{-# LANGUAGE GADTSyntax #-}
import Data.Char (isSpace, isDigit)

Module 05: The Arith language: pretty-printing

  • Write your team names here:

  • You may again choose whoever you want to start as the driver. Write your choice here:

Arith syntax and semantics

The Arith language is represented by the following abstract syntax:

data Arith1 where
  Lit1 :: Integer -> Arith1
  Add  :: Arith1 -> Arith1 -> Arith1
  Sub  :: Arith1 -> Arith1 -> Arith1
  Mul  :: Arith1 -> Arith1 -> Arith1
  deriving (Show)

arithExample :: Arith1
arithExample = Add (Mul (Lit1 4) (Lit1 5)) (Lit1 2)

arithExample2 :: Arith1
arithExample2 = Mul (Lit1 4) (Add (Lit1 5) (Lit1 2))

(We are using the name Arith1 to avoid a name clash, since later we will use a more refined version called Arith.) The semantics of an Arith expression is an integer: Lit1 values represent themselves, Add represents addition, Sub subtraction, and Mul multiplication. For example, arithExample evaluates to (4 × 5) + 2 = 22, and arithExample2 evaluates to 4 × (5 + 2) = 28.

  • Write an interpreter called interpArith1 for Arith1 expressions.

As concrete syntax for Arith, we use standard mathematical notation and standard conventions about operator precedence. For example, "4*5+2" is concrete syntax for arithExample, since by convention multiplication has higher precedence than addition. If we want concrete syntax to represent arithExample2, we have to use parentheses: "4*(5+2)".

  • Write a pretty-printer prettyArith1 which turns Arith abstract syntax into valid concrete syntax. At this point, you should try to make your pretty-printer as simple as possible rather than try to produce the best output possible. (Hint: something like "((4*5)+2)" is perfectly valid concrete syntax, even though it has unnecessary parentheses.)

  • How might you go about altering your pretty printer to omit needless parentheses? Write down some ideas here.

A better pretty-printer

  • ROTATE ROLES and write the name of the new driver here:
data Op where
  Plus  :: Op
  Minus :: Op
  Times :: Op
  deriving (Show, Eq)

data Arith where
  Lit :: Integer -> Arith
  Bin :: Op -> Arith -> Arith -> Arith
  deriving (Show)

data Associativity where
  L :: Associativity
  R :: Associativity
  deriving (Show, Eq)

type Precedence = Int

-- 4 * (5 + 2)
expr1 :: Arith
expr1 = Bin Times (Lit 4) (Bin Plus (Lit 5) (Lit 2))

-- 44 - (7 * (1 + 2) - 3)
expr2 :: Arith
expr2 = Bin Minus (Lit 44) (Bin Minus (Bin Times (Lit 7) (Bin Plus (Lit 1) (Lit 2))) (Lit 3))
  • Compare Arith and Arith1. How is Arith different/more general than Arith1?

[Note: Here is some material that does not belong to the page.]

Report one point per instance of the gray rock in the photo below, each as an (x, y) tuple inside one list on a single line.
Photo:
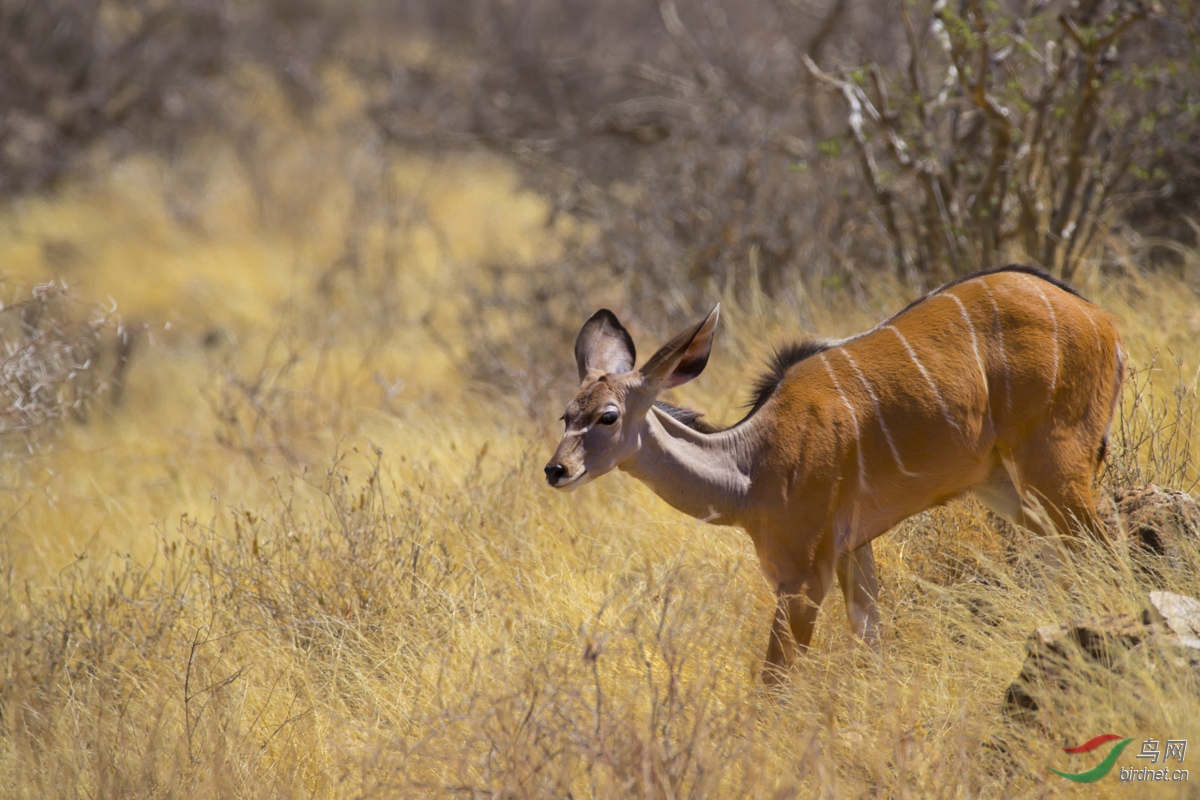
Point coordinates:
[(1170, 627)]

  • Write an interpreter interpArith for Arith expressions. (Hint: try writing a separate function interpOp :: Op -> (Int -> Int -> Int) to factor out the behavior of different operators.)

  • Write functions assoc :: Op -> Associativity and prec :: Op -> Precedence to return the associativity and precedence of each operator. Addition, multiplication, and subtraction are all left-associative by convention. Addition and subtraction should have the same precedence level, with multiplication at a higher level (typically larger numbers represent higher precedence, that is, ``stickier glue’’).

  • Now write a function prettyPrec :: Precedence -> Associativity -> Arith -> String. The three arguments to prettyPrec represent:

    • The precedence level of the parent operator
    • Whether the current expression is a left or right child of its parent
    • The expression to be pretty-printed

    Given these inputs, it should print out a properly parenthesized version of the expression, with parentheses surrounding the entire expression only if they are needed. Remember that parentheses are needed when (and only when):

    • The precedence of the parent operator is higher than the precedence of the operator at the root of the current expression, OR
    • The precedence of the parent operator is equal to the precedence of the root operator, and the associativity of the root operator is the opposite of which side of its parent it is on.
  • Write a function prettyArith :: Arith -> String which works by calling prettyPrec with appropriate starting arguments.

  • Now go back and add an exponentiation operator to the language. Exponentiation is right-associative and has higher precedence than multiplication. Be sure to update both the interpreter and pretty-printer appropriately.